Um avião de vigilância E-3 Sentry, pertencente à Força Aérea dos Estados Unidos, sofreu uma destruição após um ataque iraniano à Base Aérea Príncipe Sultan, localizada na Arábia Saudita, no domingo (29). A ofensiva utilizou mísseis e drones, resultando em pelo menos 12 militares americanos feridos, com dois em estado grave.
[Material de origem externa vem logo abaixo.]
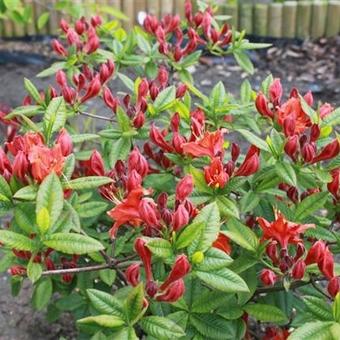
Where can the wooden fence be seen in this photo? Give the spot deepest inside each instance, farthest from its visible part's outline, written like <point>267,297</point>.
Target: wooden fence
<point>290,19</point>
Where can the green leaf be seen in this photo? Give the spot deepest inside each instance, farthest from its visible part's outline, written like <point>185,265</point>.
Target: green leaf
<point>73,243</point>
<point>160,247</point>
<point>105,303</point>
<point>165,98</point>
<point>210,217</point>
<point>134,304</point>
<point>214,259</point>
<point>286,172</point>
<point>313,330</point>
<point>265,313</point>
<point>34,271</point>
<point>318,307</point>
<point>32,90</point>
<point>227,207</point>
<point>120,150</point>
<point>51,196</point>
<point>16,241</point>
<point>161,328</point>
<point>43,220</point>
<point>55,116</point>
<point>309,205</point>
<point>90,182</point>
<point>253,139</point>
<point>108,276</point>
<point>224,280</point>
<point>43,19</point>
<point>241,234</point>
<point>189,234</point>
<point>108,321</point>
<point>28,193</point>
<point>42,293</point>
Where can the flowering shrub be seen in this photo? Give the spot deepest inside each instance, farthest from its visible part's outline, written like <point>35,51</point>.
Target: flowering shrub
<point>159,224</point>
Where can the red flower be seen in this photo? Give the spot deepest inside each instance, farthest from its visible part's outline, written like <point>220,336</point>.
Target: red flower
<point>215,175</point>
<point>127,211</point>
<point>282,231</point>
<point>293,109</point>
<point>223,243</point>
<point>210,145</point>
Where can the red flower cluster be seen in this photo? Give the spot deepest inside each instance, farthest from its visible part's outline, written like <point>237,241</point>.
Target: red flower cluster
<point>201,31</point>
<point>172,287</point>
<point>82,36</point>
<point>33,159</point>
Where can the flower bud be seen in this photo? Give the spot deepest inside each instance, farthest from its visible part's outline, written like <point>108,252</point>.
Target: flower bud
<point>109,99</point>
<point>132,274</point>
<point>180,268</point>
<point>299,270</point>
<point>268,277</point>
<point>184,188</point>
<point>172,293</point>
<point>180,218</point>
<point>262,107</point>
<point>65,142</point>
<point>333,287</point>
<point>138,162</point>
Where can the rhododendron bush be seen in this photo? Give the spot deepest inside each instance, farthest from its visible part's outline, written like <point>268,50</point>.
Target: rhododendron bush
<point>185,215</point>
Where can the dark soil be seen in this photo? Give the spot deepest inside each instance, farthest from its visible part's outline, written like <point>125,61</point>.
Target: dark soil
<point>314,66</point>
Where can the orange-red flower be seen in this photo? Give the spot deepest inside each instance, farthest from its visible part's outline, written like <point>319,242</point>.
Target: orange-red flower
<point>292,109</point>
<point>210,145</point>
<point>223,243</point>
<point>282,231</point>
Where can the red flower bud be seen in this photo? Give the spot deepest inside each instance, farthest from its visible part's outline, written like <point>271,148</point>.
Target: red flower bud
<point>139,120</point>
<point>180,268</point>
<point>180,218</point>
<point>299,270</point>
<point>65,141</point>
<point>20,166</point>
<point>109,99</point>
<point>262,107</point>
<point>138,162</point>
<point>59,48</point>
<point>268,277</point>
<point>145,255</point>
<point>275,92</point>
<point>330,151</point>
<point>184,188</point>
<point>148,213</point>
<point>132,274</point>
<point>173,293</point>
<point>92,90</point>
<point>334,286</point>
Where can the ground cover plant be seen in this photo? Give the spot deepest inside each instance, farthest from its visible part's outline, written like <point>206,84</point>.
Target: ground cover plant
<point>187,214</point>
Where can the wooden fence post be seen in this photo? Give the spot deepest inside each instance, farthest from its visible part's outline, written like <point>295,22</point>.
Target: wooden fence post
<point>319,14</point>
<point>289,19</point>
<point>333,19</point>
<point>260,19</point>
<point>303,19</point>
<point>275,20</point>
<point>246,18</point>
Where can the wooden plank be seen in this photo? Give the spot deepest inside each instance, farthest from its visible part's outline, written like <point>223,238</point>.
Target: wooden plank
<point>303,19</point>
<point>319,15</point>
<point>289,19</point>
<point>232,11</point>
<point>260,19</point>
<point>246,18</point>
<point>333,19</point>
<point>275,20</point>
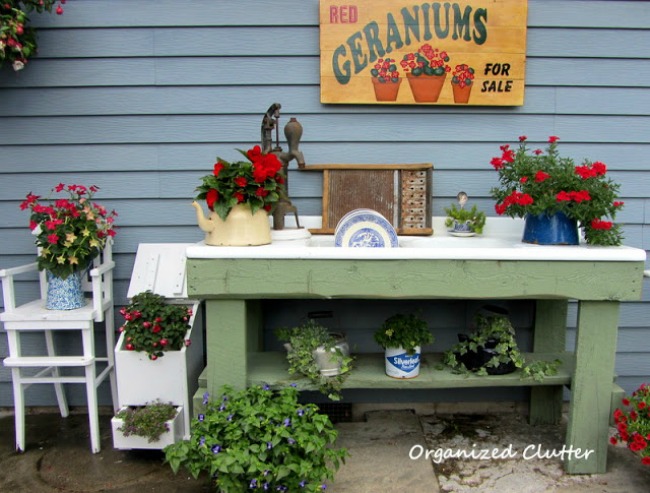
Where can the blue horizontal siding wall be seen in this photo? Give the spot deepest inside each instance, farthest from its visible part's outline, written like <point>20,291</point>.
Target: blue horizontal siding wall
<point>140,97</point>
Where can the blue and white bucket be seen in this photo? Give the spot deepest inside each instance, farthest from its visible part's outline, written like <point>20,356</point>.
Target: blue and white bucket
<point>400,364</point>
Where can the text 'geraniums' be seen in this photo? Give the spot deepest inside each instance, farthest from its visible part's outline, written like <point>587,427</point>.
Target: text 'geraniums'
<point>17,38</point>
<point>257,182</point>
<point>633,423</point>
<point>543,182</point>
<point>70,232</point>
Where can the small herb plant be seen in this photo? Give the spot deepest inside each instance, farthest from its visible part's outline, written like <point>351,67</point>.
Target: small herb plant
<point>258,439</point>
<point>633,423</point>
<point>406,331</point>
<point>474,218</point>
<point>148,421</point>
<point>494,332</point>
<point>154,326</point>
<point>302,342</point>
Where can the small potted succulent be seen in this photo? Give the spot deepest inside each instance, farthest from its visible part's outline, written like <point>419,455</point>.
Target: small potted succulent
<point>556,195</point>
<point>385,79</point>
<point>402,337</point>
<point>154,425</point>
<point>490,350</point>
<point>318,354</point>
<point>426,70</point>
<point>260,439</point>
<point>633,423</point>
<point>462,221</point>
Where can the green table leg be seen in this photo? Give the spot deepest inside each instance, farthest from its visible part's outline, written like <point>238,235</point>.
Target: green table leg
<point>549,337</point>
<point>229,324</point>
<point>587,432</point>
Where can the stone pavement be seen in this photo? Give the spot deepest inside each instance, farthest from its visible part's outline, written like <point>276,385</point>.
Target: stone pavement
<point>58,459</point>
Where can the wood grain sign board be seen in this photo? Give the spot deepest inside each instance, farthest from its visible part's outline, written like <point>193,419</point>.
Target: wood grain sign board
<point>479,45</point>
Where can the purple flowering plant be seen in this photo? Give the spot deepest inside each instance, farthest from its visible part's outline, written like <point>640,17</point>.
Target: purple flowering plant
<point>260,439</point>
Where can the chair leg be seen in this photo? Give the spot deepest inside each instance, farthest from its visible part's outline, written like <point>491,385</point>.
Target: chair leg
<point>110,355</point>
<point>56,373</point>
<point>19,409</point>
<point>93,412</point>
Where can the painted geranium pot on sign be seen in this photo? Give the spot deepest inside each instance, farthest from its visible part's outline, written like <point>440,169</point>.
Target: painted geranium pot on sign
<point>402,337</point>
<point>426,71</point>
<point>539,184</point>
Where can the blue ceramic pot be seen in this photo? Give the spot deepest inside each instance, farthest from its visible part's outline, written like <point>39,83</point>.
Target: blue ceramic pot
<point>555,229</point>
<point>64,294</point>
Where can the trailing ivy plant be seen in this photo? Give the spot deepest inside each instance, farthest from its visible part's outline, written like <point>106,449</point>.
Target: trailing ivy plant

O E-3 Sentry é uma plataforma crucial para o monitoramento e coordenação de operações militares, atuando como os “olhos e ouvidos” das forças aéreas em situações de conflito.
O E-3 Sentry em Detalhes
O E-3 Sentry integra o sistema AWACS (Sistema de Alerta e Controle Aerotransportado). A aeronave possui um radar avançado, chamado radomo, que garante uma ampla cobertura de detecção, permitindo identificar aeronaves, drones e mísseis, mesmo em baixa altitude, filtrando interferências do solo.
Essa tecnologia permite que a Força Aérea dos EUA mantenha uma visão ampla do campo de batalha e tome decisões estratégicas mais eficientes.
Capacidades e Operações
A Força Aérea dos EUA adaptou o modelo comercial Boeing 707 para uso militar em 1977. O E-3 Sentry pode operar em diversas altitudes e condições climáticas, permanecendo no ar por cerca de oito horas sem reabastecimento, com a possibilidade de extensão por meio de abastecimento em voo.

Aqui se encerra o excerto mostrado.